L’Italia non è un Paese per giovani, nemmeno per quello che riguarda le partite Iva. Mentre in questi giorni si fa un gran discutere intorno allo statuto del lavoro autonomo e al futuro di quelli che, giustamente, il presidente dell’Int Alemanno chiede siano individuati semplicemente per quello che sono, professionisti, un’analisi sull’apertura delle nuove partite Iva in Italia nel 2015 offre qualche spunto di riflessione.
Per essere precisi, la riflessione che viene più immediata ha un carattere “generazionale”. Aspettando i dati completi dello scorso anno dall’Osservatorio delle partite Iva del ministero del Tesoro (manca ancora il mese di dicembre), si può già constatare che lo scarto tra le nuove partite Iva aperte da under 35 (poco meno di 154mila, -15,6% anno su anno) e quelle aperte da over 50 (più di 52mila, +6% anno su anno) è significativo.
Significativo nelle percentuali, significativo nella segmentazione.
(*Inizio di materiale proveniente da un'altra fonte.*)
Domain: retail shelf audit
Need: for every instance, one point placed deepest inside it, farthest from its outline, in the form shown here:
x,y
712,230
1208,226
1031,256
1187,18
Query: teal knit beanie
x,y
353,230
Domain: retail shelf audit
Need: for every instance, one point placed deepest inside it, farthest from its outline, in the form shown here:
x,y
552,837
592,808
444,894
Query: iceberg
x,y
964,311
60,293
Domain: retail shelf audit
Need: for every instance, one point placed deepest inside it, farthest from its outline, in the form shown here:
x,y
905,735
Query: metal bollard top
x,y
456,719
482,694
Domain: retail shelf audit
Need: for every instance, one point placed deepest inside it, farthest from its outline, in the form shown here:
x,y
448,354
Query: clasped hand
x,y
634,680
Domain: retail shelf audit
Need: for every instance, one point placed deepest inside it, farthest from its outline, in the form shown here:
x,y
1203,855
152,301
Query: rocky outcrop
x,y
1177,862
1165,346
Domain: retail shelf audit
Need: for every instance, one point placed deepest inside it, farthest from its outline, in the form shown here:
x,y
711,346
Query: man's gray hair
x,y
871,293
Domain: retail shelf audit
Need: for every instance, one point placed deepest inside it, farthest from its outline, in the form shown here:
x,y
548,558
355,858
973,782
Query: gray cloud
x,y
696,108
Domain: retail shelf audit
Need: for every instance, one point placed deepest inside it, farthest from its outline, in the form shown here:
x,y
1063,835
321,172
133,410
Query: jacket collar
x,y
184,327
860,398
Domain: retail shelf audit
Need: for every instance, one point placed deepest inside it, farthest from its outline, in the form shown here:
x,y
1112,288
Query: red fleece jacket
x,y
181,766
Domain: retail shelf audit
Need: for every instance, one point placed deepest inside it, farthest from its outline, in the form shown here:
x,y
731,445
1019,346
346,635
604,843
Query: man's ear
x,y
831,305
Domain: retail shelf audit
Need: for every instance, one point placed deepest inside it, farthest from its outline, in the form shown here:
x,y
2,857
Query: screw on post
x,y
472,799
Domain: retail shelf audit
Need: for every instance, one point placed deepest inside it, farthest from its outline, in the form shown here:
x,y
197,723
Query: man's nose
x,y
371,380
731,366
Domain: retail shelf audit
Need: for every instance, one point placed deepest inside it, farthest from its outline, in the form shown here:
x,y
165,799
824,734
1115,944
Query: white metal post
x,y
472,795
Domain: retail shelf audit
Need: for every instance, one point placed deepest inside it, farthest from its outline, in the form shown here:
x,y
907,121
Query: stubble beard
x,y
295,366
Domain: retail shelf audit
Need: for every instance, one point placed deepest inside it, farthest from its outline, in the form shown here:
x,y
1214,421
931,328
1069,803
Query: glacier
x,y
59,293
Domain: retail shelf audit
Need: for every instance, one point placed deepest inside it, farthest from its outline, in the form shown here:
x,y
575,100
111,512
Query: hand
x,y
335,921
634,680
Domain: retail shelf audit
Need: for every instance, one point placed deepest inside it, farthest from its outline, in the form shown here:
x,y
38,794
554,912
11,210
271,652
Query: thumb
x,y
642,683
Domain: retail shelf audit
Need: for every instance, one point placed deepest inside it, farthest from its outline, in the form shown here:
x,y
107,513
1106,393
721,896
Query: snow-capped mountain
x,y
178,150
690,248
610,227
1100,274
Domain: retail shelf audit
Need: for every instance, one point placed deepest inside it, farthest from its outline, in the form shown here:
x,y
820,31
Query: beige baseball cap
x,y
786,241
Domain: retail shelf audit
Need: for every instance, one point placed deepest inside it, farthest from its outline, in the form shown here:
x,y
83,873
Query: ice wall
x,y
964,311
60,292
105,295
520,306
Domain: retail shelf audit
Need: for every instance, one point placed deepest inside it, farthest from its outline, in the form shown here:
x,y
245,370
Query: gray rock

Perché, all’interno di quei 52mila over 50 ce ne sono oltre 15mila over 65, +20% anno su anno. Significativo anche perché i giovani hanno il segno meno, i maturi il segno più. Tra questi ultimi, molti pensionati che sfruttano la propria esperienza aprendo partite Iva per integrare i guadagni della pensione, tra gli over 50 molti dipendenti espulsi dal mondo del lavoro e improvvisatisi professionisti.
Proprio questo è il problema, l’improvvisazione. Un tratto comune sia ai giovani, magari al loro ingresso vero nel mondo del lavoro e senza gli strumenti adatti per affrontare il mondo dei professionisti, sia ai più anziani. Partite Iva quasi per caso, spesso senza un’idea chiara di che cosa significa lavorare in proprio né di quanto sia giusto e congruo farsi pagare.
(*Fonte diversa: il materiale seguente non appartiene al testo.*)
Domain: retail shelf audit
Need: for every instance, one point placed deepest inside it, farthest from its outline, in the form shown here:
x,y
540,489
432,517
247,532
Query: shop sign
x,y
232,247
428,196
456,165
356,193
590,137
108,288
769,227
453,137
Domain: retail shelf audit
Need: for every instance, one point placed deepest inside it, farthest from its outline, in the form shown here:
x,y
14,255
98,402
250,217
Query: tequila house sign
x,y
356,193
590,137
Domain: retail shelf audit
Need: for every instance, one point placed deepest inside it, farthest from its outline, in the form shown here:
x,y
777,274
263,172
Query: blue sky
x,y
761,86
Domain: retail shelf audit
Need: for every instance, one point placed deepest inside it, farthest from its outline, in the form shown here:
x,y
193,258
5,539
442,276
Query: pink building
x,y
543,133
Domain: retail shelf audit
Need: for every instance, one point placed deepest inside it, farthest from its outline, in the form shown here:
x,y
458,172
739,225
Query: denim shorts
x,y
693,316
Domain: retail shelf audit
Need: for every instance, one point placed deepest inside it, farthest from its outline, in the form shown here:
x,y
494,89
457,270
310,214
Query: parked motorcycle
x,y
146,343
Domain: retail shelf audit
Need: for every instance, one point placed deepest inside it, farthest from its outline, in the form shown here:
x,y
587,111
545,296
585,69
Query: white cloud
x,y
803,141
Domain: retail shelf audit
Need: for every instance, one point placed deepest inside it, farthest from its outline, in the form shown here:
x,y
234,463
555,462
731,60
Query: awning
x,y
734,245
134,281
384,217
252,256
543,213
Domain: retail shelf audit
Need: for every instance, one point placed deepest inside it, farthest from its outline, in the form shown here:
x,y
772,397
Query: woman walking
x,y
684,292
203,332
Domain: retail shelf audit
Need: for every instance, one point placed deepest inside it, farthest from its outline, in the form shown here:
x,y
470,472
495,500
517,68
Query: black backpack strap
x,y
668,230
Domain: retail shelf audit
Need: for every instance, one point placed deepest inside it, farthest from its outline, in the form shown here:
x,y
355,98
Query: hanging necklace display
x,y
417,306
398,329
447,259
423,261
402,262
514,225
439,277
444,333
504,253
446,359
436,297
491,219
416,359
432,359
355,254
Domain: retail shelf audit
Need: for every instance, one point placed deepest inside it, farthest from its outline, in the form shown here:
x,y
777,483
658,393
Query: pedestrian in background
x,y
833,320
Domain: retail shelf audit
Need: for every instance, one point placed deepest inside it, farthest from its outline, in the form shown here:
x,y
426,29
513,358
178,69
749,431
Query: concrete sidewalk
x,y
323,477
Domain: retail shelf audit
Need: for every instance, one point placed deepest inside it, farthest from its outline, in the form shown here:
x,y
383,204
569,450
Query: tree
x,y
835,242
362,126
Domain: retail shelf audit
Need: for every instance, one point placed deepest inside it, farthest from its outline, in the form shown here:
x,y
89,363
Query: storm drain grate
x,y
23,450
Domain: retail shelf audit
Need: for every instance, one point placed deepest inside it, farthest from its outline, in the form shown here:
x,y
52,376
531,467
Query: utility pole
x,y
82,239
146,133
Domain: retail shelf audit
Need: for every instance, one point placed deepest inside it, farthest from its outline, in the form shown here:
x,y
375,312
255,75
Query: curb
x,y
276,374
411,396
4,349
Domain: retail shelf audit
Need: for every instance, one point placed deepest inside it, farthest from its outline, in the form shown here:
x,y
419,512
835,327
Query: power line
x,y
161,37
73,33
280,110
Di questo passo, quindi, non stupisce che, negli anni della crisi, al crescere del numero delle partite Iva sia corrisposto un calo dei redditi medi dei professionisti di quasi il 20% e che la forbice tra i guadagni degli under e degli over 40 si sia allargata fin quasi al 50% a favore di questi ultimi.
Insomma, se il fenomeno delle partite Iva in Italia è ormai trasversale a diverse fasce di età, il problema non è tanto quello di mettere una generazione contro l’altra, ma di offrire a entrambe le medesime, minime tutele delle quali ogni professionista ha bisogno. È quello che, in maniera sicuramente perfettibile, si propone di fare lo statuto del lavoro autonomo. È un primo passo, ma, in Italia, il limite è spesso quello di non muovere nemmeno quello. Dove vogliamo andare, sennò?